[LLVMdev] SIMD instructions and memory alignment on X86
Peter Newman
peter at uformia.com
Thu Jul 18 22:53:44 PDT 2013
Is there something specifically required to enable SSE? If it's not
detected as available (based from the target triple?) then I don't think
we enable it specifically.
Also it seems that it should handle converting to/from the vector types,
although I can see it getting confused about needing to do that if it
thinks SSE isn't available at all.
On 19/07/2013 3:47 PM, Craig Topper wrote:
> Hmm, maybe sse isn't being enabled so its falling back to emulating sqrt?
>
>
> On Thu, Jul 18, 2013 at 10:45 PM, Peter Newman <peter at uformia.com
> <mailto:peter at uformia.com>> wrote:
>
> In the disassembly, I'm seeing three cases of
> call 76719BA1
>
> I am assuming this is the sqrt function as this is the only
> function called in the LLVM IR.
>
> The code at 76719BA1 is:
>
> 76719BA1 push ebp
> 76719BA2 mov ebp,esp
> 76719BA4 sub esp,20h
> 76719BA7 and esp,0FFFFFFF0h
> 76719BAA fld st(0)
> 76719BAC fst dword ptr [esp+18h]
> 76719BB0 fistp qword ptr [esp+10h]
> 76719BB4 fild qword ptr [esp+10h]
> 76719BB8 mov edx,dword ptr [esp+18h]
> 76719BBC mov eax,dword ptr [esp+10h]
> 76719BC0 test eax,eax
> 76719BC2 je 76719DCF
> 76719BC8 fsubp st(1),st
> 76719BCA test edx,edx
> 76719BCC js 7671F9DB
> 76719BD2 fstp dword ptr [esp]
> 76719BD5 mov ecx,dword ptr [esp]
> 76719BD8 add ecx,7FFFFFFFh
> 76719BDE sbb eax,0
> 76719BE1 mov edx,dword ptr [esp+14h]
> 76719BE5 sbb edx,0
> 76719BE8 leave
> 76719BE9 ret
>
>
> As you can see at 76719BD5, it modifies ECX .
>
> I don't know that this is the sqrtpd function (for example, I'm
> not seeing any SSE instructions here?) but whatever it is, it's
> being called from the IR I attached earlier, and is modifying ECX
> under some circumstances.
>
>
> On 19/07/2013 3:29 PM, Craig Topper wrote:
>> That should map directly to sqrtpd which can't modify ecx.
>>
>>
>> On Thu, Jul 18, 2013 at 10:27 PM, Peter Newman <peter at uformia.com
>> <mailto:peter at uformia.com>> wrote:
>>
>> Sorry, that should have been llvm.x86.sse2.sqrt.pd
>>
>>
>> On 19/07/2013 3:25 PM, Craig Topper wrote:
>>> What is "frep.x86.sse2.sqrt.pd". I'm only familiar with
>>> things prefixed with "llvm.x86".
>>>
>>>
>>> On Thu, Jul 18, 2013 at 10:12 PM, Peter Newman
>>> <peter at uformia.com <mailto:peter at uformia.com>> wrote:
>>>
>>> After stepping through the produced assembly, I believe
>>> I have a culprit.
>>>
>>> One of the calls to @frep.x86.sse2.sqrt.pd is modifying
>>> the value of ECX - while the produced code is expecting
>>> it to still contain its previous value.
>>>
>>> Peter N
>>>
>>>
>>> On 19/07/2013 2:09 PM, Peter Newman wrote:
>>>> I've attached the module->dump() that our code is
>>>> producing. Unfortunately this is the smallest test case
>>>> I have available.
>>>>
>>>> This is before any optimization passes are applied.
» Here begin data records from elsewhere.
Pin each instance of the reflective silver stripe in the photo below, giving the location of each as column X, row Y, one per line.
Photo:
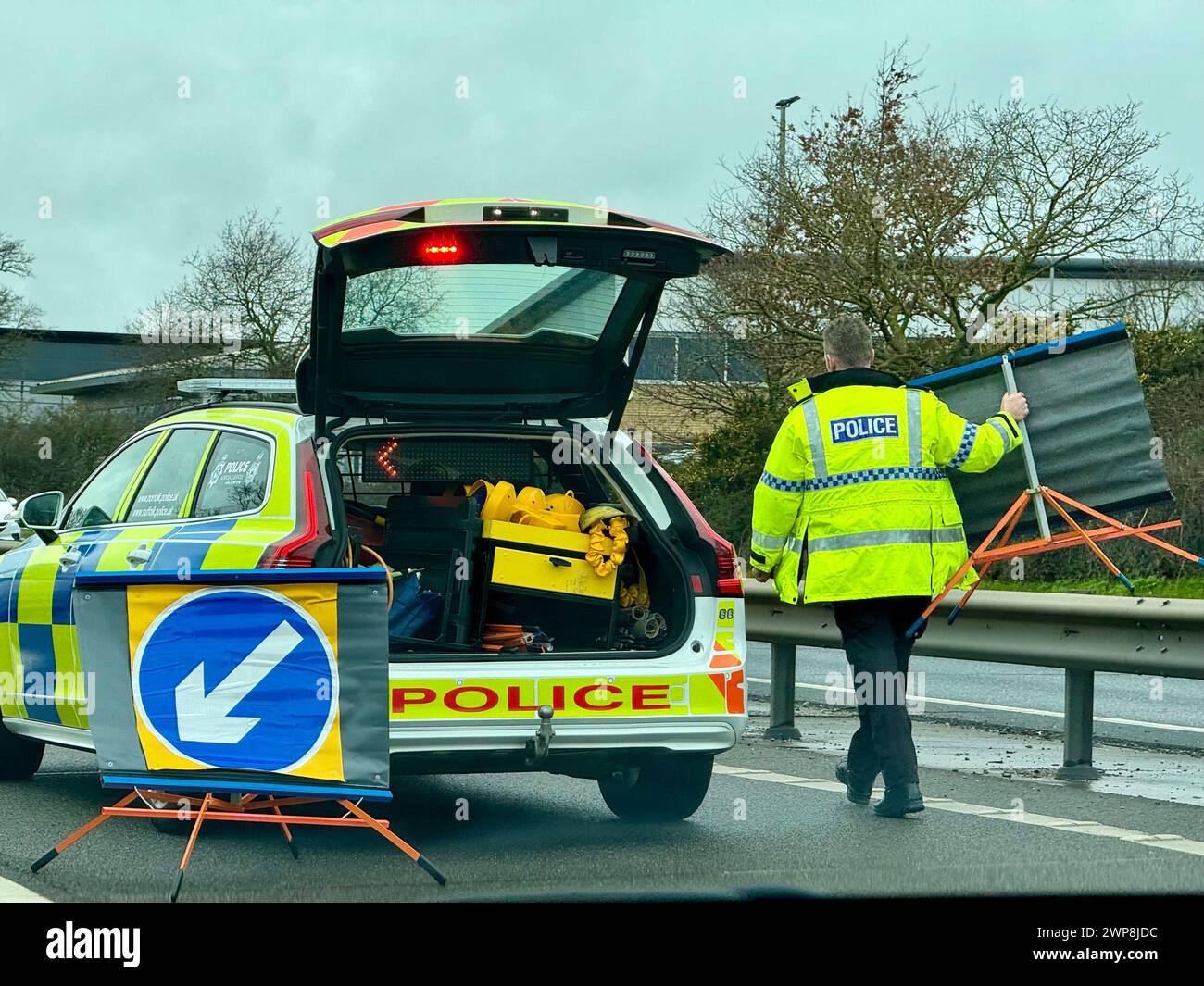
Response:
column 914, row 435
column 815, row 438
column 875, row 538
column 1003, row 432
column 769, row 542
>>>> There are two separate modules in existence at the
>>>> time, and there are no guarantees about the order the
>>>> surrounding code calls those functions, so there may be
>>>> some interaction between them? There shouldn't be, they
>>>> don't refer to any common memory etc. There is no
>>>> multi-threading occurring.
>>>>
>>>> The function in module-dump.ll (called crashfunc in
>>>> this file) is called with
>>>> - func_params 0x0018f3b0 double [3]
>>>> [0x0] -11.339976634695301 double
>>>> [0x1] -9.7504239056205506 double
>>>> [0x2] -5.2900856817382804 double
>>>> at the time of the exception.
>>>>
>>>> This is compiled on a "i686-pc-win32" triple. All of
>>>> the non-intrinsic functions referred to in these
>>>> modules are the standard equivalents from the MSVC
>>>> library (e.g. @asin is the standard C lib double
>>>> asin( double ) ).
>>>>
>>>> Hopefully this is reproducible for you.
>>>>
>>>> --
>>>> PeterN
>>>>
>>>> On 18/07/2013 4:37 PM, Craig Topper wrote:
>>>>> Are you able to send any IR for others to reproduce
>>>>> this issue?
>>>>>
>>>>>
>>>>> On Wed, Jul 17, 2013 at 11:23 PM, Peter Newman
>>>>> <peter at uformia.com <mailto:peter at uformia.com>> wrote:
>>>>>
>>>>> Unfortunately, this doesn't appear to be the bug
>>>>> I'm hitting. I applied the fix to my source and it
>>>>> didn't make a difference.
>>>>>
>>>>> Also further testing found me getting the same
>>>>> behavior with other SIMD instructions. The common
>>>>> factor is in each case, ECX is set to 0x7fffffff,
>>>>> and it's an operation using xmm ptr ecx+offset .
>>>>>
>>>>> Additionally, turning the optimization level
>>>>> passed to createJIT down appears to avoid it, so
>>>>> I'm now leaning towards a bug in one of the
>>>>> optimization passes.
>>>>>
>>>>> I'm going to dig through the passes controlled by
>>>>> that parameter and see if I can narrow down which
>>>>> optimization is causing it.
>>>>>
>>>>> Peter N
>>>>>
>>>>>
>>>>> On 17/07/2013 1:58 PM, Solomon Boulos wrote:
>>>>>
>>>>> As someone off list just told me, perhaps my
>>>>> new bug is the same issue:
>>>>>
>>>>> http://llvm.org/bugs/show_bug.cgi?id=16640
>>>>>
>>>>> Do you happen to be using FastISel?
>>>>>
>>>>> Solomon
>>>>>
>>>>> On Jul 16, 2013, at 6:39 PM, Peter Newman
>>>>> <peter at uformia.com <mailto:peter at uformia.com>>
>>>>> wrote:
>>>>>
>>>>> Hello all,
>>>>>
>>>>> I'm currently in the process of debugging
>>>>> a crash occurring in our program. In LLVM
>>>>> 3.2 and 3.3 it appears that JIT generated
>>>>> code is attempting to perform access
>>>>> unaligned memory with a SSE2 instruction.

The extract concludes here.